Squarespace is a good choice for restaurants that need a professional-looking website quickly and aren’t relying on it for local SEO, Google Maps ranking, or direct online ordering revenue. Its templates are well-designed and it’s easy to manage without technical skills. For restaurants where the website is a significant revenue driver — particularly those competing on local search — the platform’s PageSpeed limitations, lack of native restaurant schema, and absence of commission-free ordering are meaningful constraints.

How much does Squarespace cost for a restaurant?

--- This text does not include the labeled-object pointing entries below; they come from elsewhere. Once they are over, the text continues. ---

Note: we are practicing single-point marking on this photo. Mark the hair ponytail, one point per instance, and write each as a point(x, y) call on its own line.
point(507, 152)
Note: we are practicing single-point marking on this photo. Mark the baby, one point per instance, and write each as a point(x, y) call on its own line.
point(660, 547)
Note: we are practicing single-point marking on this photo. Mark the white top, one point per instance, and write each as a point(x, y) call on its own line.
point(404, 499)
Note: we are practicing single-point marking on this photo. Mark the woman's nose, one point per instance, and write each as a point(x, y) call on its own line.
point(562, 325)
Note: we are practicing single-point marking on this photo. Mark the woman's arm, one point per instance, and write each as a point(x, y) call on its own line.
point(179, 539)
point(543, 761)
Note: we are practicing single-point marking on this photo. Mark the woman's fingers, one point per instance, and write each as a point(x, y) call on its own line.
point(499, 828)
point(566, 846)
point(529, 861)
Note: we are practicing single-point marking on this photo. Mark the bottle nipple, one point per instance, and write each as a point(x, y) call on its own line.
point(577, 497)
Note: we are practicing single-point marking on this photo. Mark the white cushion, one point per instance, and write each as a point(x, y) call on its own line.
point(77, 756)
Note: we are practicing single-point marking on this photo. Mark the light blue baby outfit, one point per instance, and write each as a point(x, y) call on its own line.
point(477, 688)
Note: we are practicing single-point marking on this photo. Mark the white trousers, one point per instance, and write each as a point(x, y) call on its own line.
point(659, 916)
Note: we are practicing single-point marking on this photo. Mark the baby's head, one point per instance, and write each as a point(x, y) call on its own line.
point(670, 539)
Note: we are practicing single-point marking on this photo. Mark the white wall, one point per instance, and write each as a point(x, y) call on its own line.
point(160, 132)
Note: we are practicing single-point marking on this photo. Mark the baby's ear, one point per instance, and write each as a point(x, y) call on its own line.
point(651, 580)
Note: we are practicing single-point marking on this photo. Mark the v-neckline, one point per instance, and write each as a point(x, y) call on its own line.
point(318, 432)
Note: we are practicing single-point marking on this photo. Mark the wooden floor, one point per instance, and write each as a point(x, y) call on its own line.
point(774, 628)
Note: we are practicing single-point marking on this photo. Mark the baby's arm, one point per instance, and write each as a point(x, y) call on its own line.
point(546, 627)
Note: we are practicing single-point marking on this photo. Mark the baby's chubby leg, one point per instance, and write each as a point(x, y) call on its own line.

Squarespace plans range from $23/month (Basic) to $49/month (Advanced Commerce) when billed annually. Most restaurants using Squarespace for a full-featured site with e-commerce capabilities will need the $33–$49/month range. These costs don’t include third-party ordering platform fees — if you embed a commission-based ordering widget, you’ll pay additional transaction fees on every order. When you factor in third-party ordering commissions, the total cost of running a restaurant on Squarespace is typically higher than the platform subscription alone.

Can you do online ordering on Squarespace?

Yes, but not natively. Squarespace doesn’t have a built-in restaurant ordering system. Restaurants typically use embedded third-party widgets from providers like Toast, Square, or ChowNow, or link out to DoorDash and similar platforms. This creates a fragmented ordering experience and means paying commissions to those platforms on orders that originate from your own website. There is no native commission-free ordering built into Squarespace.

Why is my Squarespace restaurant website slow?

Squarespace loads significant JavaScript on every page regardless of which features are in use, which inflates page load times and reduces mobile PageSpeed scores. Most Squarespace sites score between 45 and 65 on Google’s mobile PageSpeed benchmark — well below the 90+ threshold Google uses to define good performance. The platform doesn’t allow the level of code optimization that custom-built or performance-focused WordPress sites support. The result is load times that typically run 3–6 seconds on mobile, compared to under 1 second on optimized restaurant platforms.

What is the best Squarespace alternative for restaurants?

The best alternative depends on what Squarespace limitation is most pressing. For restaurants that need commission-free direct ordering combined with strong local SEO performance, a purpose-built restaurant website platform like RichMenu addresses the core gaps: PageSpeed 90+, built-in restaurant schema markup, native ordering, and full customer data ownership. For restaurants primarily concerned with local SEO flexibility, a properly configured WordPress setup with restaurant-specific plugins can also outperform Squarespace significantly. The key factors to evaluate are mobile PageSpeed scores, schema markup support, and whether ordering happens natively or through third-party platforms.

Does Squarespace have restaurant-specific templates?

Yes — Squarespace offers templates specifically designed for restaurants, including layouts suited for menus, reservations, and food photography. The templates are visually strong and among the best-looking in the website builder category. The template design quality is one of Squarespace’s genuine advantages. However, a good-looking template doesn’t address the platform’s underlying limitations around PageSpeed, schema markup, and ordering infrastructure — those are platform-level constraints that apply regardless of which template you choose.